Place Syntagma en face du parlement grec à Athènes, le 18 juin 2011. Sur la bannière on peut
lire : « La junte n'a pas pris fin en 73. Nous les enterrerons ici sur la place. »

Le peuple grec écrit de nouvelles pages de son histoire moderne. À l'initiative de la jeunesse, des tentes ont été installées depuis le 25 mai à la place de la Constitution, où des assemblées de démocratie de masse se poursuivent.

La place Syntagma, comme les Grecs l'appellent, est le centre reconnu de l'opposition populaire, qui reconnaît que les partis dirigeants du mémorandum, les ententes sur les mesures d'austérité, sont des cadavres politiques. L'information et des propositions sont discutées continuellement, notamment sur le besoin d'une Grèce nouvelle, en l'absence de laquelle l'existence même du peuple grec est menacée.

L'assemblée démocratique de masse a invité des professeurs de droit, des économistes et des spécialistes des affaires internationales pour expliquer aux participants la situation économique et politique et suggérer des solutions.

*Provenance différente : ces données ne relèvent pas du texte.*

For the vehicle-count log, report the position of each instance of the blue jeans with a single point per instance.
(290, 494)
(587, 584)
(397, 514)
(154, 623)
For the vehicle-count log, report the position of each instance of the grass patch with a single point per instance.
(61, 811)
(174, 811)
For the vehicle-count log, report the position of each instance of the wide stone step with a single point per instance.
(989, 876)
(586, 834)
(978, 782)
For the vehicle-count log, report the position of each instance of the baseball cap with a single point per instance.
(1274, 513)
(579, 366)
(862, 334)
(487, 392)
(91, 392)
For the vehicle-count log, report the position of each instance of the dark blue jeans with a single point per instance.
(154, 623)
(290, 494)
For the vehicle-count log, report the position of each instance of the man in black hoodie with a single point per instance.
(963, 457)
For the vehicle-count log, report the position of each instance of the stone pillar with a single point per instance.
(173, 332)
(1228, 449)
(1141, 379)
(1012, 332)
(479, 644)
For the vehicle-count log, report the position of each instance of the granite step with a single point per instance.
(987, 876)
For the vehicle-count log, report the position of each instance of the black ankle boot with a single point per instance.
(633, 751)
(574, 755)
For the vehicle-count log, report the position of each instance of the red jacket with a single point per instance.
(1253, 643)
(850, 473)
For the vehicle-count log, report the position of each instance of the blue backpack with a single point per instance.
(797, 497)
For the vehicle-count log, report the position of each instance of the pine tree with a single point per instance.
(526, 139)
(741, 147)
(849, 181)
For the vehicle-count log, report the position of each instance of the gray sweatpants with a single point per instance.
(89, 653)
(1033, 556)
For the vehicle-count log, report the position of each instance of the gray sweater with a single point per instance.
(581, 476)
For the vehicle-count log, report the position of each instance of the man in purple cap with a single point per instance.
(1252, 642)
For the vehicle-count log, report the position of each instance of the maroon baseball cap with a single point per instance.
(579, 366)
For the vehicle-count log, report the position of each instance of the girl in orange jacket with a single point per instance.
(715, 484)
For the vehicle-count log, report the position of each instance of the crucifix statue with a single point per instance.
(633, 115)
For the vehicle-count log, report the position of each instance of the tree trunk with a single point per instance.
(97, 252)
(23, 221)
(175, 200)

Les explications données montrent avec force évidence que le peuple grec ne doit rien à ses prétendus créanciers. Le slogan principal du peuple est devenu : « Nous ne devons rien, nous ne payons rien, nous ne vendons rien. »

Pour la première fois depuis un siècle, il y a un espace politique pour le peuple où délibérer de ce qu'il veut parce que les partis dirigeants sont morts dans la conscience populaire.

Un héros de la résistance grecque parle à la place de la Constitution

Manolis Glezos, héros de la résistance nationale contre les nazis durant la Deuxième Guerre mondiale, s'est récemment adressé au peuple rassemblé à la place de la Constitution. Quand il était jeune homme, Manolis et son ami Lakis Santas ont abaissé le swastika que les nazis avaient hissé sur l'Acropole. C'était le premier jour de l'occupation allemande de la Crète, à la fin de mai 1941, et ce geste signalait le début du mouvement de résistance en Grèce et partout en Europe.

Aujourd'hui, il a 89 ans et 8 mois. Possédant une connaissance approfondie de la situation politique et économique, ce modeste et très respecté patriote grec explique comment il a appliqué la démocratie directe il y a 30 ans.

Il a dit aux milliers de gens rassemblés à la place qu'ils sont les héritiers de la lutte que sa génération a menée lors de la résistance au fascisme.

Son intervention a été accueillie par une ovation militante par les milliers de personnes debout qui participent à ces conférences publiques en plein air.

Grève générale du 15 juin

Le 15 juin, une autre grève générale a eu lieu, au cours de laquelle des centaines de milliers de personnes se sont rassemblées sur la place et dans le voisinage. Les participants ont dû déjouer une provocation organisée par l'État : la police et des agents provocateurs ont attaqué les manifestants avec des gaz lacrymogènes pendant deux heures, notamment dans la station de métro et le poste de premiers soins maintenu par des travailleurs de la Croix-Rouge. Les manifestants ont refusé de se disperser et sont retournés sur la place dès que l'air est redevenu respirable. Ils ont dansé et ont chanté sur la place, l'ont nettoyée et ont convoqué comme d'habitude une assemblée du peuple. C'était la première victoire du peuple.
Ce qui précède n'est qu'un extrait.